Essa lei atribuiria ao governo o dever legal de proteger a liberdade de imprensa, além de reconhecer o novo órgão independente regulador e dar benefícios aos meios de comunicação. Uma forma mais rigorosa de regulamentação, apoiada pela nova legislação, elevaria os padrões da imprensa e protegeria o direito de possíveis vítimas de jornais e tabloides, explicou Leveson.

- A imprensa é vital, mas isso não significa que ela não possa ser contestada - disse Leveson. - Precisamos de mudanças.

O órgão regulador proposto por Leveson seria independente tanto da indústria quanto do governo; não incluiria editores atualmente em atividade; e a maioria de seus membros não teria envolvimento com a imprensa. Ele teria poder para multar jornais no valor de até um milhão de libras.
O relatório criticou ainda a ligação entre a imprensa e políticos. Para a comissão, a relação entre figuras públicas e jornais deve ser mais aberta e transparente.

Ao discursar no Parlamento logo após a apresentação do relatório, o primeiro-ministro David Cameron disse apoiar os princípios reguladores apresentados pela Comissão Leveson, mas afirmou não ver necessidade na criação de uma lei específica para a imprensa.

- Deveríamos ser cautelosos com qualquer lei que tenha potencial para afetar a liberdade de expressão e a liberdade de imprensa. Não estou convencido de que um estatuto seja necessário para alcançar os objetivos de Lorde Leveson - disse Cameron.

O relatório foi recebido com divergências no Parlamento, sem consenso entre os deputados sobre quais e quantas recomendações devem ser aceitas. O líder do Partido Trabalhista, Ed Miliband, fez um apelo para que o governo aprove todos os pontos do inquérito.

Analistas acreditam que a proposta possa causar divergências entre Cameron e sua coalizão de governo. O vice-premier britânico, Nick Clegg, fez um discurso separado no Parlamento britânico sobre a divulgação do relatório Leveson, nesta quinta-feira. O ato é um sinal de que a coalizão do governo não conseguiu chegar a um consenso sobre o inquérito das escutas ilegais.
Clegg disse concordar com "muito" do que o premier e o opositor Miliband pensam sobre o relatório Leveson. Para o vice-premier, os partidos devem trabalhar juntos para estabelecer uma agenda clara e rápida. Segundo Clegg, dois princípios fundamentais estão em jogo: a proteção de inocentes e a liberdade de expressão.

- Uma imprensa livre não significa uma imprensa que pode intimidar inocentes e fazer famílias sofrerem - disse o político.

Clegg ainda admitiu ter pensado muito sobre o uso de uma lei da imprensa e, como um liberal, contou ter ressalvas quanto sua aplicação.

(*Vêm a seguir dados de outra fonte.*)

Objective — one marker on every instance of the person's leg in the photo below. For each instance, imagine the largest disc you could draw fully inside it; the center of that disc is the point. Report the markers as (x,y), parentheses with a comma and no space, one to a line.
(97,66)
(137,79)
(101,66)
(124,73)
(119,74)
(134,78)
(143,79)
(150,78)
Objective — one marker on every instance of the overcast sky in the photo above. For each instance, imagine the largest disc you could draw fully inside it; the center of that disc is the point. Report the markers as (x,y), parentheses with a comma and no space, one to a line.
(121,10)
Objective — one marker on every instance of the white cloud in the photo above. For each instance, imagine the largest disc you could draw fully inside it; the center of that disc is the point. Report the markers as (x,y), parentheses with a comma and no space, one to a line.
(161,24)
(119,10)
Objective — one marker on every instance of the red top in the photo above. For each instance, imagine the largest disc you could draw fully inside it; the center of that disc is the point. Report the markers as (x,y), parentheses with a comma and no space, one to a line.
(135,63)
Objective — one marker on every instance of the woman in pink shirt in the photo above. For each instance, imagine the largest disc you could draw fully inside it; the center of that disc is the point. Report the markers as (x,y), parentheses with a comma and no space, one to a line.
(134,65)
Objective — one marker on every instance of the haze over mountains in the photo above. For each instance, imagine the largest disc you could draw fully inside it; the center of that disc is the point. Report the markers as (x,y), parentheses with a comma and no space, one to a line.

O vice-premier afirmou, no entanto, que sempre se disse favorável ao relatório desde que suas recomendações fossem viáveis. Para ele, não há melhor solução do que a proposta de Leveson.

- Mudar a lei é a única forma de garantir que a nova regulação da impresa será independente de verdade - disse Nick Clegg.

Segundo fontes citadas por jornais britânicos, Cameron e seu vice concordaram em alguns aspectos do relatório, divulgado às 11h30m (horário de Brasília). A resposta do governo deve se concentrar na reforma da regulação da imprensa, mas a falta de consenso em alguns aspectos do relatório mostra um racha significativo dentro da coalizão. É a primeira vez que os dois fazem discursos separados sobre um mesmo tema no Parlamento.

A legislação do Reino Unido contra abusos da imprensa é uma das mais duras do Ocidente. Hoje, o controle é realizado pelo PCC, formada pelos próprios órgãos de comunicação. Mas o sistema é considerado ineficaz, e 79% dos britânicos defendem a criação de uma entidade independente de regulação, segundo uma pesquisa da YouGov - o que indica o peso que a decisão do premier sobre o assunto terá. Essa deve ser a proposta do inquérito Leveson, aberto a pedido de Cameron, há 16 meses, para investigar as escutas ilegais.